At STP, 15.0 L O2 is 0.670 mol O2. The mole ratio requires 2 mol KClO3 for every 3 mol O2, so 0.446 mol KClO3 is needed. Multiplying by 122.55 g/mol gives 54.7 g KClO3. - 13
A 2.50 g sample of impure zinc reacts with excess hydrochloric acid: Zn + 2HCl -> ZnCl2 + H2. If 0.765 L H2 is collected at STP, what is the percent zinc by mass in the sample?
Find moles of hydrogen gas first, then use the 1 to 1 mole ratio to find the mass of zinc that reacted.
0.765 L H2 at STP is 0.0342 mol H2. The mole ratio of Zn to H2 is 1 to 1, so the sample contained 0.0342 mol Zn. This is 2.23 g Zn, so the percent zinc by mass is 2.23 g divided by 2.50 g times 100, or 89.2%. - 14
Phosphoric acid reacts with sodium hydroxide: H3PO4 + 3NaOH -> Na3PO4 + 3H2O. How many grams of Na3PO4 can form when 50.0 mL of 0.200 M H3PO4 reacts with 75.0 mL of 0.500 M NaOH?
The solution contains 0.0100 mol H3PO4 and 0.0375 mol NaOH. To use all the acid, 0.0300 mol NaOH is required, so H3PO4 is limiting.

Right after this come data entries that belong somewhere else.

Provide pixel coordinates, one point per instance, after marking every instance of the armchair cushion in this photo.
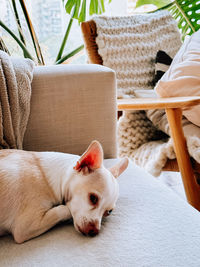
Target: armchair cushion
(183, 76)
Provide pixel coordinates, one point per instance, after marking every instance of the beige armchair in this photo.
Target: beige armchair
(66, 109)
(150, 226)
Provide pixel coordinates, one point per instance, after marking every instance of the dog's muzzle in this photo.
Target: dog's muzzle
(89, 229)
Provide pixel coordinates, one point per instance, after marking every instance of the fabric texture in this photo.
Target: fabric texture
(162, 63)
(72, 105)
(183, 76)
(129, 46)
(15, 94)
(150, 226)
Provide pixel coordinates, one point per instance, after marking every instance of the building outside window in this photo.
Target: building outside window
(50, 21)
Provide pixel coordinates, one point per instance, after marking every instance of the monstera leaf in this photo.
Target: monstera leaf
(187, 13)
(77, 8)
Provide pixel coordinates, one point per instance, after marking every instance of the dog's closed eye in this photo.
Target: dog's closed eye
(93, 199)
(107, 213)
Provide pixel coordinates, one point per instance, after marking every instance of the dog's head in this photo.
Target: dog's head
(93, 190)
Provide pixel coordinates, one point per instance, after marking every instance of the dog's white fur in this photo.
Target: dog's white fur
(40, 189)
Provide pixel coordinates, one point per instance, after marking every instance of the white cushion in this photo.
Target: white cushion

The reaction forms 0.0100 mol Na3PO4, which is 1.64 g Na3PO4. - 15
Octane combusts according to 2C8H18 + 25O2 -> 16CO2 + 18H2O. If 10.0 g C8H18 burns in 40.0 g O2, calculate the theoretical mass of CO2 produced and identify the excess reactant.
Use the octane to oxygen ratio 2 to 25, then use the limiting reactant to calculate carbon dioxide.
10.0 g C8H18 is 0.0875 mol octane, and 40.0 g O2 is 1.25 mol O2. Complete combustion of the octane would require 1.09 mol O2, so oxygen is in excess and octane is limiting. The reaction produces 0.700 mol CO2, which is 30.8 g CO2.